France and Russia, which have active reprocessing industries and are in an intense competition with each other and U.S. companies for nuclear business in India, are members of the G-8 and the NSG.
The March reprocessing agreement is considered a “subsequent arrangement” under the U.S. Atomic Energy Act. Under that law, Congress has 15 days of so-called continuous session to review the arrangement, after which time it goes into effect unless Congress has passed a law blocking it. In the case of India, under a provision in the 2008 law approving the 123 agreement, the review period is 30 days. A U.S. official said in an April 27 e-mail that the departments of State and Energy were preparing the documents that need to be submitted to Congress to start the 30-day clock.
Other Obstacles
Still pending between India and the United States is an agreement to meet the requirements of the Hyde Act’s “nuclear export accountability program,” which requires detailed reporting on U.S. nuclear technology exports to India. Jones said India did not have a “model” for its private sector to provide the kinds of assurances that are required, but that the government is preparing regulations to do that.
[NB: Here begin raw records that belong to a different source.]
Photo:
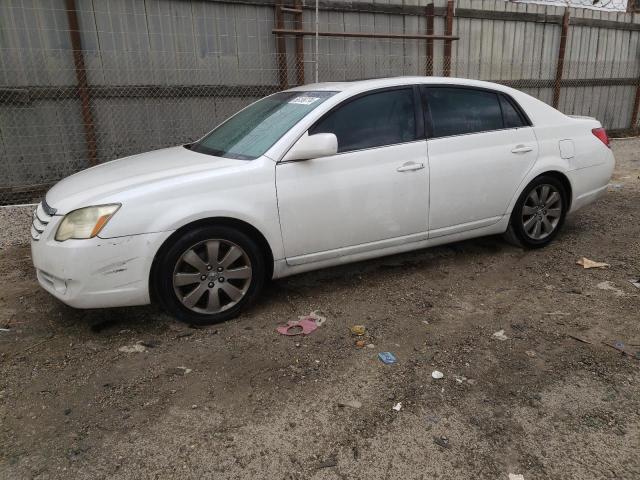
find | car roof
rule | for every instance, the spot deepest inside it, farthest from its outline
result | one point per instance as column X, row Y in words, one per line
column 357, row 86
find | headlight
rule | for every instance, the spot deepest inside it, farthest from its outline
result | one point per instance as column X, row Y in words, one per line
column 85, row 222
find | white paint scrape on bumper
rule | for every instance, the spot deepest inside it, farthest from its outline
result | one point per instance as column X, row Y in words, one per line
column 97, row 273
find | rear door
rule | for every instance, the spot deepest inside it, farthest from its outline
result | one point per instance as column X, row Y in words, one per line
column 480, row 146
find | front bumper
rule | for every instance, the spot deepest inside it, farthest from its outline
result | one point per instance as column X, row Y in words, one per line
column 96, row 272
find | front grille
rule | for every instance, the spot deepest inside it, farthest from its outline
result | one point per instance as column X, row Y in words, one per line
column 40, row 221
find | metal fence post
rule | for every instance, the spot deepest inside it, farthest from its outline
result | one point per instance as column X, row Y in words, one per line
column 429, row 14
column 82, row 84
column 561, row 52
column 281, row 47
column 446, row 68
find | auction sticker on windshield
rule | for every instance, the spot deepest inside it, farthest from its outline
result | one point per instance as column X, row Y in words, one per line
column 304, row 100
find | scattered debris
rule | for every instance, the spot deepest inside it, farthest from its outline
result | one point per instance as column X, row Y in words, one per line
column 587, row 263
column 315, row 316
column 433, row 419
column 620, row 346
column 136, row 348
column 387, row 357
column 184, row 334
column 332, row 461
column 178, row 371
column 350, row 403
column 359, row 330
column 298, row 327
column 441, row 442
column 607, row 285
column 499, row 335
column 575, row 337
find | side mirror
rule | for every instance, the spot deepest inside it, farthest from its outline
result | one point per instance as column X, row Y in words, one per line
column 313, row 146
Meanwhile, India’s ruling coalition in March postponed parliamentary consideration of a bill that would set limits on the liability of companies building nuclear plants in India. Liability protection is particularly important to U.S. companies, which, unlike their French and Russian competitors, are privately owned.
Jones said addressing Indian concerns about liability was likely to be more difficult than finding agreement on the technology-transfer question. Both those issues must be resolved before U.S. companies can complete reactor sales, but once the reprocessing agreement goes into effect, U.S. firms can sell fuel in India, he said.
India had made the reprocessing agreement a prerequisite for any U.S. sales.